老人ホームの職員が施設のベランダから入所者を相次いで投げ落とし、殺害する。信じがたい事件が川崎市で発覚した。逮捕された今井隼人容疑者(23)は、当初は事故と思われていた3人の死亡について、殺害を認めているという。

 なぜ、こんなことが起きたのか。もっと早いうちに犯行を防ぐ手立てがなかったのか。疑問が次々と浮かぶ。

 県警は容疑者の動機を含めて事件の全容をまず、解明してほしい。そして行政や福祉事業者は教訓をくみ取ってほしい。

 事件があったのは2014年の11月から12月にかけて。2カ月の間に80~90代の男女3人が、敷地内の同じ裏庭に倒れていた。入社して半年あまりの容疑者は、いずれの日も当直勤務だった。現金や指輪などを盗む行為も繰り返していた。

 この施設では事件後に別の職員による入所者への虐待や入浴中の死亡事故も起きている。入所者の心情や安全をどう考えていたのか大きな疑問が残る。

 殺害に至った今回の事件は特異だとしても、老人ホームや介護施設での虐待は年々増えている。厚生労働省のまとめでは、昨年度は300件で8年続けて過去最多を更新している。

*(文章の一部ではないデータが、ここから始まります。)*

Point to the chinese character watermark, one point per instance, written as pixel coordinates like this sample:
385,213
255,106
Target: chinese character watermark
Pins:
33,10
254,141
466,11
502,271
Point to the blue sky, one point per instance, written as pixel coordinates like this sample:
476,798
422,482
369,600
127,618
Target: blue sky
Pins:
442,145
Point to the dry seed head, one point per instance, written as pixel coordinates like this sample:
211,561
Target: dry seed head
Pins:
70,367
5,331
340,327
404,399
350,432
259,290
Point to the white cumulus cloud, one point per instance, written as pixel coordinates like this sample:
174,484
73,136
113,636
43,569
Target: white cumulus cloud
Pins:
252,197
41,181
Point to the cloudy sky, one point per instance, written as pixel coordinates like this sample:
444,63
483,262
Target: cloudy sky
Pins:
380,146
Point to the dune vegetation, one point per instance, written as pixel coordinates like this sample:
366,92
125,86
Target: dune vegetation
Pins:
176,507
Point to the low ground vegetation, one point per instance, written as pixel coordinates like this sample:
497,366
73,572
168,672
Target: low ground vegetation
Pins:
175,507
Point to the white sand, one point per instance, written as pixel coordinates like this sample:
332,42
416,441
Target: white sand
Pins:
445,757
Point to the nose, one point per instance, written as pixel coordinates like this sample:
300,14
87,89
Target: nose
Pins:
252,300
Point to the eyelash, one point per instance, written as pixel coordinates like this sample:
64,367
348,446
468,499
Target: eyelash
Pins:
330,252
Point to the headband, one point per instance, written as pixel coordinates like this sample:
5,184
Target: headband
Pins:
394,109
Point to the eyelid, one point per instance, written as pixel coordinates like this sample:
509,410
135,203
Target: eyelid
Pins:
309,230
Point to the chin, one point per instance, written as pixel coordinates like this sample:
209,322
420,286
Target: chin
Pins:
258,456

 虐待を起こす職員の中には、日頃から利用者や家族の声をきちんと聞かない、話しかけても返事をしないなど問題があることもある。そうした小さな「兆候」にも注意が必要だ。事故やトラブルが起きた時に、きちんと情報を集め、検証する仕組みがほしい。入所者の安全が脅かされることがないよう、施設側には万全を期してほしい。

 外部の「目」も、施設の質を高めるのには有効だ。中立の第三者機関による「福祉サービス第三者評価」などの仕組みの活用を考えたい。評価結果は公表され、利用者が施設を選ぶ際にも役立つはずだ。

 虐待の原因となるのは、職員の「知識や技術不足」や「ストレス」などで、「30歳未満」の若い職員に虐待の割合が多いとの指摘もある。介護の職場は大変な仕事の割に賃金が安く、離職率も高い。人手不足が深刻で、現場からは「どんな人でもいいから、働いてもらわないと回らない」との声も聞かれる。そんな中で、プロとは到底言えない職員が増えてはいないか。

 すべての介護施設などで職員に対する教育・研修の徹底を求めたい。行政も、必要な指導・監査を強めてほしい。

 肉親が施設で命を奪われてしまう。そんな悲劇を繰り返してはならない。